In contrast to this I had a tutor who looked like a business manager with his stylish clothes and hand-made leather shoes, a beautiful wife and a couple of student mistresses on the side. A charming, witty man – he was the art and his own work suffered from a high degree of self-satisfaction. When I knew him he could paint a Cézanne better than Cézanne, then he moved to Francis Bacon, then to Andy Warhol and then he became all the rage of the constructivist-destructivist movement, which I believe contained all the half-baked supper surreal verbal stupidity of the era.
I have lived in the same area for some 40 years. I’ve seen social changes and witnessed some of the most horrifying things in London, including houses set on fire and the Lawrence family house. I’ve seen architecture change and have seen art express the times we live in. It’s art used as an advertising board and equally dispensable. This is how my mind works, I am visually orientated and what I write is a spontaneous dialogue.
At the moment I have a visual obsession of wanting to paint all the immigrants in Deptford – people from Nigeria, the Ivory Coast, China – and I want to paint everything around me in the streets – the pie mash shop nearby and the shoe shop run by two Jamaican women where the shoes are like wild birds with glittery material and coloured leather.
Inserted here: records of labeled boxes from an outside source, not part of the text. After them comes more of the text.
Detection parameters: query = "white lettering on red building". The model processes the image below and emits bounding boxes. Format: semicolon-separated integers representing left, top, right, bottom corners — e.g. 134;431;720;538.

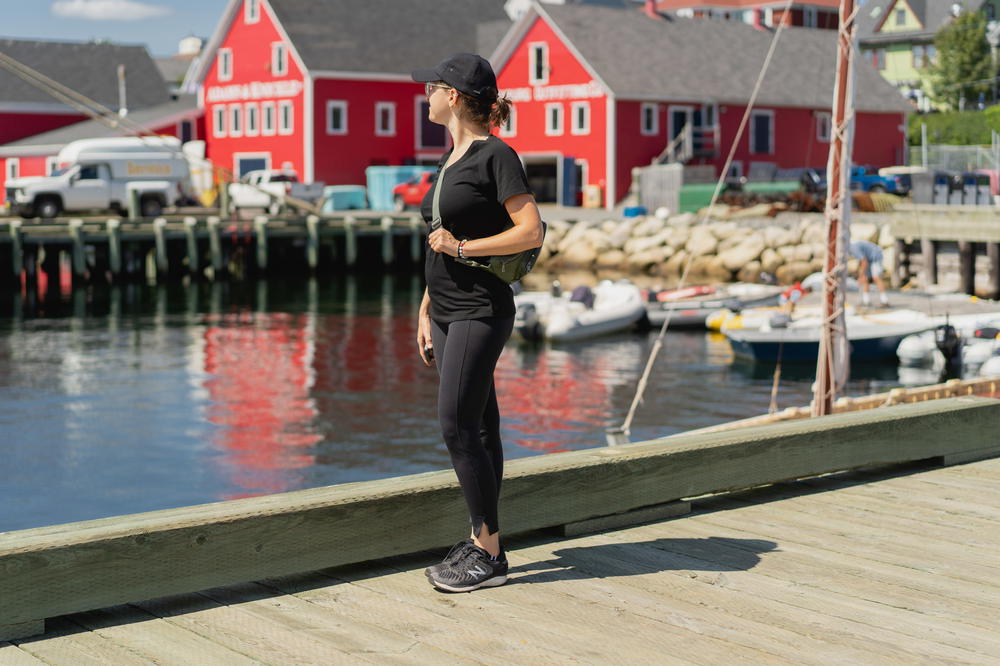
205;79;302;102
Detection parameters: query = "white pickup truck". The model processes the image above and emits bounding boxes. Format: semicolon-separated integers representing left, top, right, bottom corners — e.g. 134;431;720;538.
6;137;194;218
229;169;324;215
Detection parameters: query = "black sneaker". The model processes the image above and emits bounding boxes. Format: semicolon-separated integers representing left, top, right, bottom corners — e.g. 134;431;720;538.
424;537;472;577
429;546;507;592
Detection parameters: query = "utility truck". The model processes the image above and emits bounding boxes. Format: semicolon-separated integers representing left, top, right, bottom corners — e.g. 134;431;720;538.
6;137;195;218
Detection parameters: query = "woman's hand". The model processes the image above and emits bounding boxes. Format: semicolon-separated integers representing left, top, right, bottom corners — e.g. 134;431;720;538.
417;313;434;366
427;227;458;257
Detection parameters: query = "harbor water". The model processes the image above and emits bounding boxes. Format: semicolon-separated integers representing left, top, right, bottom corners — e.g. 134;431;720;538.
0;275;916;532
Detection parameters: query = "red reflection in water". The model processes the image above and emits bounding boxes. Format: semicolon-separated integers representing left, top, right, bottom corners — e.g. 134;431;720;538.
204;313;322;499
494;347;613;453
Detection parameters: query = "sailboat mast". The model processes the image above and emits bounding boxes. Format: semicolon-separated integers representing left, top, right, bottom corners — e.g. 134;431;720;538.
812;0;856;416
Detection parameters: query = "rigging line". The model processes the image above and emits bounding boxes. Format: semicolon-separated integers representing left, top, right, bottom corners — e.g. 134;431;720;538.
612;0;794;436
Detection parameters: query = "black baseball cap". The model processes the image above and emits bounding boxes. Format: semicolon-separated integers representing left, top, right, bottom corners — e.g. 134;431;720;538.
410;53;497;102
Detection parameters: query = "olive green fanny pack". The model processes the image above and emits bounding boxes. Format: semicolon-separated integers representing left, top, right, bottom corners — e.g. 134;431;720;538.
431;167;548;284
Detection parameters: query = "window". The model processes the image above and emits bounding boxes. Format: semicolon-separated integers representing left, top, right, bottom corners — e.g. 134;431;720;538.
326;99;347;134
243;0;260;23
570;102;590;135
212;104;226;139
750;111;774;155
639;102;660;136
244;102;260;136
229;104;243;136
5;157;21;180
217;49;233;81
271;42;288;76
260;102;274;136
278;99;295;134
500;105;517;136
545;102;562;136
816;111;831;143
528;42;549;85
375;102;396;136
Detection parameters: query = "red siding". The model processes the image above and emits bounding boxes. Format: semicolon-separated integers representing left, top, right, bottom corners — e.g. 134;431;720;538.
313;79;424;185
497;19;607;202
199;2;306;178
0;112;86;145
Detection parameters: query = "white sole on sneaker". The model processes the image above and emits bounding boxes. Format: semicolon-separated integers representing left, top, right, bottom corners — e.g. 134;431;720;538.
430;576;507;592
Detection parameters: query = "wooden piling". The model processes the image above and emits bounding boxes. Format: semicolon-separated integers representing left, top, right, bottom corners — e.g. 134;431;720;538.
344;215;358;267
205;215;225;280
69;219;87;282
306;215;319;272
958;241;976;296
381;217;396;266
920;238;937;287
153;217;170;275
184;217;198;275
10;220;24;280
253;215;267;271
107;218;122;280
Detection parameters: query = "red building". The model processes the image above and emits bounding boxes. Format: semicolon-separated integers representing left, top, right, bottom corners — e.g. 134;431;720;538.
491;3;910;207
191;0;510;183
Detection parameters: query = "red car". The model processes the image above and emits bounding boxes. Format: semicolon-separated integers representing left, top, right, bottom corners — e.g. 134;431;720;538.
392;171;437;212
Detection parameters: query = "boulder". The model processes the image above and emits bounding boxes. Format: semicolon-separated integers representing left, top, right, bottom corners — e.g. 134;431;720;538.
736;261;761;282
760;248;785;275
719;236;764;272
774;261;815;284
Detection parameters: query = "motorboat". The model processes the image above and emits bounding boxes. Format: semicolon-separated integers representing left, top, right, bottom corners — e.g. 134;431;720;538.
514;280;646;342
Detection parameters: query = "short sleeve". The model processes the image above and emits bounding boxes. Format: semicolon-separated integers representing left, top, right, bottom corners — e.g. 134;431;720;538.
491;143;531;204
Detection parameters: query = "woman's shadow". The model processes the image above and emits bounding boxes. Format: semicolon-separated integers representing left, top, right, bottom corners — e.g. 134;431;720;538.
510;537;778;583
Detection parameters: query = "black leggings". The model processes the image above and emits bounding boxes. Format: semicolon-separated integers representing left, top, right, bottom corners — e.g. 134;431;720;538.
431;317;514;536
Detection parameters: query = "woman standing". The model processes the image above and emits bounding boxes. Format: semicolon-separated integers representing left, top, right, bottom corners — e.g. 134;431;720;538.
413;53;543;592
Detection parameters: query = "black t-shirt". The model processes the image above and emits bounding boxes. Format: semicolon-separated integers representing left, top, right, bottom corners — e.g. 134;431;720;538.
420;135;531;322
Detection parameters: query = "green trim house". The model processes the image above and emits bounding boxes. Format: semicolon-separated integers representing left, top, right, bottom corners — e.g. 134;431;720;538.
858;0;1000;111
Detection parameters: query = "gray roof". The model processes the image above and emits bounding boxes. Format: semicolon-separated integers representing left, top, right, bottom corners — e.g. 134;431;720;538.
858;0;983;45
0;95;198;154
269;0;507;74
542;5;912;112
0;39;170;109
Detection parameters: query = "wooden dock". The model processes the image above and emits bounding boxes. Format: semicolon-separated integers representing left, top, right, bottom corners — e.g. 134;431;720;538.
0;459;1000;666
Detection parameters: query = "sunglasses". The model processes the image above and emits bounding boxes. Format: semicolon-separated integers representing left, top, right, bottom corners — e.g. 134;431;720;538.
424;83;451;97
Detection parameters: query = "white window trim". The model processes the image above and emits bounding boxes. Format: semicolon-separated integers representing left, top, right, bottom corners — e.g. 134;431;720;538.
326;99;347;136
260;102;278;136
233;152;271;175
528;42;549;86
569;102;590;136
212;104;229;139
639;102;660;136
500;105;517;137
243;102;260;136
277;99;295;136
215;48;233;81
375;102;396;136
748;109;774;155
228;104;243;137
816;111;833;143
243;0;260;25
545;102;566;136
271;42;288;76
3;157;21;180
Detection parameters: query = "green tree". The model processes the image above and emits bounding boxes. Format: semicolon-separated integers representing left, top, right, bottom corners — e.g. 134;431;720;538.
927;11;996;109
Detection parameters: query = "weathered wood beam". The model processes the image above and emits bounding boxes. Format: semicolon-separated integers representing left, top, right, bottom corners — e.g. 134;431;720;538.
0;397;1000;640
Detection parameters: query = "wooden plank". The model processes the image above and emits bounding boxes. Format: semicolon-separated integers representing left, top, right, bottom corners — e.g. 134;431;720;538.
584;518;1000;663
135;594;371;665
69;606;263;666
0;397;1000;638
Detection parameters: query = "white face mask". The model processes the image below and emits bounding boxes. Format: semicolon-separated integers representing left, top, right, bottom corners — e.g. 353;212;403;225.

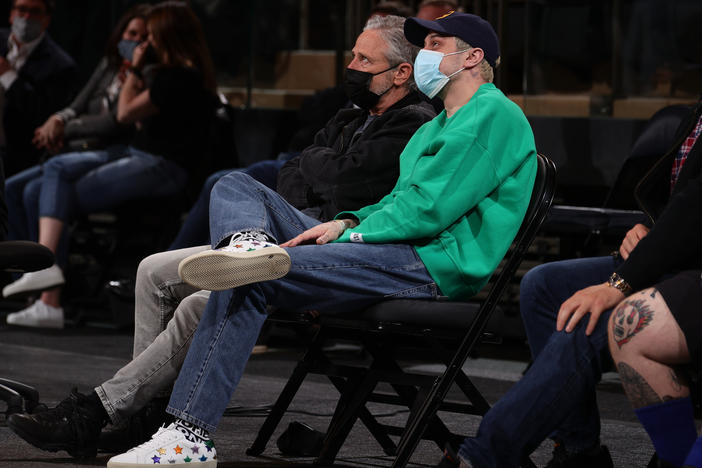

I want to touch and smell these people with oil paint. I want to deal with their daily existence. All these experiences have been condensed inside me and are released when I explode myself on an etching plate or on a canvas.
Both media: painting and printmaking are totally explorative. I can be both spontaneous and contained. I feel extremely fortunate to be an artist and a printmaker. I know, at the age of 64, that I can deal with the drama of the human condition. I am on a path where I can visually seek out how life evolved before me, and what a discovery that is for an artist – a bizarre and wonderful experience. My longstanding friendship with Agathe Sorel, a fine sculptor and a dedicated printmaker, renowned with her experimental work in this media, exposed my interest experimenting with the computer.
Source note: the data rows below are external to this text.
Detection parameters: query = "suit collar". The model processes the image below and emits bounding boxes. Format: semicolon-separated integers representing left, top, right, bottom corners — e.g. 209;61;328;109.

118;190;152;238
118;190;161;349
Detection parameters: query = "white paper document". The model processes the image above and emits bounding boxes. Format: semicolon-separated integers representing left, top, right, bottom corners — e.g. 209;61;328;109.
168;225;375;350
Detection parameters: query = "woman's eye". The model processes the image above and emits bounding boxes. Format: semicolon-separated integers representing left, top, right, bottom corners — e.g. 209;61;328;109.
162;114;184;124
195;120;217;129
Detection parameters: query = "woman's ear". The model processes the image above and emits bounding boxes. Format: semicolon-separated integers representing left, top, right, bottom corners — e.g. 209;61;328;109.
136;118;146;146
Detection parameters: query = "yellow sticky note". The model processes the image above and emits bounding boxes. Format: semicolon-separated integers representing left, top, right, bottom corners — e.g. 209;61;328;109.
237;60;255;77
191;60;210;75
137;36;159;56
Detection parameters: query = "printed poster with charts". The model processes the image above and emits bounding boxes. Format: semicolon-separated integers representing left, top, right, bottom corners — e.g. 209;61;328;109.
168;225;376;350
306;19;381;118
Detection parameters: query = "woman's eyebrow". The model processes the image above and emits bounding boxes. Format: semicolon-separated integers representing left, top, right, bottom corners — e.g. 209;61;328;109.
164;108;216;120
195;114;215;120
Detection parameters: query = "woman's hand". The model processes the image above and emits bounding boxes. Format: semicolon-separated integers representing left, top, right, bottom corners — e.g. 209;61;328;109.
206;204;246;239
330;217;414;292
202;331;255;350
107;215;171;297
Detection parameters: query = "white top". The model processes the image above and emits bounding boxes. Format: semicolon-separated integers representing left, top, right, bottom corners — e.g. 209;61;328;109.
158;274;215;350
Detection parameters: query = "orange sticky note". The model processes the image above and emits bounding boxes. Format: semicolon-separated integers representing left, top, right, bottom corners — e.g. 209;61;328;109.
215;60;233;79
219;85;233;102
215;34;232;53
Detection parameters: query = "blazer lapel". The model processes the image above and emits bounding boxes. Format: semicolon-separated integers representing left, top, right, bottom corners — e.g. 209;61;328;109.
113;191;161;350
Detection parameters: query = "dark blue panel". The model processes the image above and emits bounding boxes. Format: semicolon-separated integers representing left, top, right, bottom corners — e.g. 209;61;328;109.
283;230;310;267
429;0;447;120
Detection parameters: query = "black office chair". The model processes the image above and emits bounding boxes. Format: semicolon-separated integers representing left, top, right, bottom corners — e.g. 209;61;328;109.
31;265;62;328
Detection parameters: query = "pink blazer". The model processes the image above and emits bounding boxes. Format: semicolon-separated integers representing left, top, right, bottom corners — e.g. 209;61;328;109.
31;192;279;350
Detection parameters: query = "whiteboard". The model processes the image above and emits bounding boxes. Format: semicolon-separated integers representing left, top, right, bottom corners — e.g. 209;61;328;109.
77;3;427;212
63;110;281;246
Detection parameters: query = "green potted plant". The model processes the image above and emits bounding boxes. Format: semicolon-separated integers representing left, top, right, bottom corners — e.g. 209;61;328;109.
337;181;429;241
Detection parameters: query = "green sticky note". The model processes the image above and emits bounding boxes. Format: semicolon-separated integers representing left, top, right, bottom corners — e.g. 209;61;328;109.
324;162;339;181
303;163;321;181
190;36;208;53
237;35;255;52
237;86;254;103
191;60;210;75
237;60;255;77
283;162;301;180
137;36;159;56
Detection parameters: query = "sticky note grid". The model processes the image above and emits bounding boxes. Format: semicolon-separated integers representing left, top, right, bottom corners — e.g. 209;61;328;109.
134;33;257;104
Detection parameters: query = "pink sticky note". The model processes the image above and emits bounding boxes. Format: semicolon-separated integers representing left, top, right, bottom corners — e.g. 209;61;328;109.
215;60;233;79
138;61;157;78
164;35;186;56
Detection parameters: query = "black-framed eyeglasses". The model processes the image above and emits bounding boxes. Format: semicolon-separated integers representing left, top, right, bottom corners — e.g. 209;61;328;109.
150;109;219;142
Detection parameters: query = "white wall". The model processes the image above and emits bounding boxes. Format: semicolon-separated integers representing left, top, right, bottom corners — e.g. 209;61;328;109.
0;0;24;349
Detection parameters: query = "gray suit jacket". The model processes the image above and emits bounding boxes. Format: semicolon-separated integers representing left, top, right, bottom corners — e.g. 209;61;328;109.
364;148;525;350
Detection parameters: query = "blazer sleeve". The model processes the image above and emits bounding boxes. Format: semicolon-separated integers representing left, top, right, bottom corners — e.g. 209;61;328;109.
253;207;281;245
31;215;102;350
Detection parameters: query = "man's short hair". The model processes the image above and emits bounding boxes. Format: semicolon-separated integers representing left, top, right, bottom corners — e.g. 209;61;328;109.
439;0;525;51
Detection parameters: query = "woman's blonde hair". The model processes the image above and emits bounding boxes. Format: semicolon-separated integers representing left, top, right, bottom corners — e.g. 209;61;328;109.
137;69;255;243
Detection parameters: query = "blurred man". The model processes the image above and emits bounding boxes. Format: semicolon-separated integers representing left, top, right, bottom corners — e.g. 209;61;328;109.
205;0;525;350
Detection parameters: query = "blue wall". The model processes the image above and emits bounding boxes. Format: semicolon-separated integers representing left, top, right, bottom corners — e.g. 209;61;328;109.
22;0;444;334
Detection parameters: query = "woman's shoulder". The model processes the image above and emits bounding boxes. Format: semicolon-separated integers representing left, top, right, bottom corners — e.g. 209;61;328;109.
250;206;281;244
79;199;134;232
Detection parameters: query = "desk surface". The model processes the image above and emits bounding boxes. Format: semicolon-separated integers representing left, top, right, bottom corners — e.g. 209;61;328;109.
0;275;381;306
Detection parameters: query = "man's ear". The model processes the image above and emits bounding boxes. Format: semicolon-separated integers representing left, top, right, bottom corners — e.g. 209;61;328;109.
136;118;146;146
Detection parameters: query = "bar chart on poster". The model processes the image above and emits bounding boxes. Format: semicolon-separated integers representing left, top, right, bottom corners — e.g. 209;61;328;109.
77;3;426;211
The computer is a machine to me - an abstract thing. The images, which I can put on such a machine, raise a curiosity. I play with the images for days, weeks, sometimes months, and I recall images from my mind. In this way I’m creating a new form of nature. The digital images, in black and white, eradicate any complications and both engage and mobilise the mind as colours do.